Unnamed: 0,ID,pixel_0_0,pixel_0_1,pixel_0_2,pixel_0_3,pixel_0_4,pixel_0_5,pixel_0_6,pixel_0_7,pixel_1_0,...,pixel_6_6,pixel_6_7,pixel_7_0,pixel_7_1,pixel_7_2,pixel_7_3,pixel_7_4,pixel_7_5,pixel_7_6,pixel_7_7
0,1431,0,0,0,2,14,5,0,0,0,...,0,0,0,0,0,3,15,6,0,0
1,1432,0,0,0,13,12,0,0,0,0,...,12,0,0,0,1,10,16,14,4,0
2,1433,0,0,7,16,16,16,6,0,0,...,0,0,0,0,7,15,1,0,0,0
3,1434,0,2,15,15,6,0,0,0,0,...,1,0,0,3,15,14,11,2,0,0
4,1435,0,0,0,10,9,0,0,0,0,...,0,0,0,0,0,13,10,0,0,0


**PREPARE THE DATA**

In [39]:
# Prepare the data
X_train = train_data.drop(['ID', 'Category'], axis=1)
y_train = train_data['Category']
X_test = test_data.drop(['ID'], axis=1)

**SPLITTING THE DATA**

In [40]:
# Split the training data into training and validation sets
X_train, X_val, y_train, y_val = train_test_split(X_train, y_train, test_size=0.2, random_state=42)

**MODEL FITTING**

In [41]:
# Train the decision tree model with different hyperparameters
# Decision tree with default parameters
tree1 = DecisionTreeClassifier(random_state=42)
tree1.fit(X_train, y_train)

# Decision tree with increased maximum depth
tree2 = DecisionTreeClassifier(max_depth=15, random_state=42)
tree2.fit(X_train, y_train)

# Decision tree with entropy as the attribute selection method and increased minimum samples split
tree3 = DecisionTreeClassifier(criterion='entropy', min_samples_split=10, random_state=42)
tree3.fit(X_train, y_train)

**EVALUATING MODEL PERFORMANCE**

In [42]:
# Evaluate the performance of the trained models using the validation set
y_pred1 = tree1.predict(X_val)
accuracy1 = accuracy_score(y_val, y_pred1)
print("Accuracy (Default Parameters):", accuracy1)

y_pred2 = tree2.predict(X_val)
accuracy2 = accuracy_score(y_val, y_pred2)
print("Accuracy (Increased Max Depth):", accuracy2)

y_pred3 = tree3.predict(X_val)
accuracy3 = accuracy_score(y_val, y_pred3)
print("Accuracy (Entropy Attribute Selection):", accuracy3)

Accuracy (Default Parameters): 0.8426573426573427
Accuracy (Increased Max Depth): 0.8426573426573427
Accuracy (Entropy Attribute Selection): 0.8496503496503497


**FINDING THE MODEL WITH MAXIMUM ACCURACY**

In [43]:
# Find the maximum accuracy
max_accuracy = max(accuracy1, accuracy2, accuracy3)
best_model = None

if max_accuracy == accuracy1:
    best_model = tree1
elif max_accuracy == accuracy2:
    best_model = tree2
else:
    best_model = tree3

print("Best Model Accuracy:", max_accuracy)

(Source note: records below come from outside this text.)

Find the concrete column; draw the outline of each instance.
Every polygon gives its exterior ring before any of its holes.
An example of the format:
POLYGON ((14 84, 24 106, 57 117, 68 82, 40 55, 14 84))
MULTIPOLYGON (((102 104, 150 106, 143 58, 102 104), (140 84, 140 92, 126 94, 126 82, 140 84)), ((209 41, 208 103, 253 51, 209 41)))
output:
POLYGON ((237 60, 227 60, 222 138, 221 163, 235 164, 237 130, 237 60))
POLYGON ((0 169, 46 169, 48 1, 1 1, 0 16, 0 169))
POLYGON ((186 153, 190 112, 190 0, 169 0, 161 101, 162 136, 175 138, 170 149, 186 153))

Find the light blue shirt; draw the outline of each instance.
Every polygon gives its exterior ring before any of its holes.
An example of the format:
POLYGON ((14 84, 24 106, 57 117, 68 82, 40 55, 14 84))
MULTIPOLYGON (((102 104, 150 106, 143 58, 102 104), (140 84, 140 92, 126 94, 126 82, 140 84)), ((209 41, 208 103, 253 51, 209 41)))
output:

Best Model Accuracy: 0.8496503496503497


**PREDICTIONS**

In [44]:
# Select the model with the best performance and use it to make predictions on the test set
test_predictions = best_model.predict(X_test)

**OUTPUT**

In [45]:
# Save predictions to an output file with ID and Category
predictions = pd.DataFrame({'ID': test_data['ID'], 'Category': test_predictions})
predictions.to_csv('output.csv', index=False)

**CHECK WHETHER SUBMISSION HAS 367 ROWS**

In [46]:
if predictions.shape[0] == 367:
    print("Submission file created successfully.")
else:
    print("Error: Submission must have 367 rows.")

Submission file created successfully.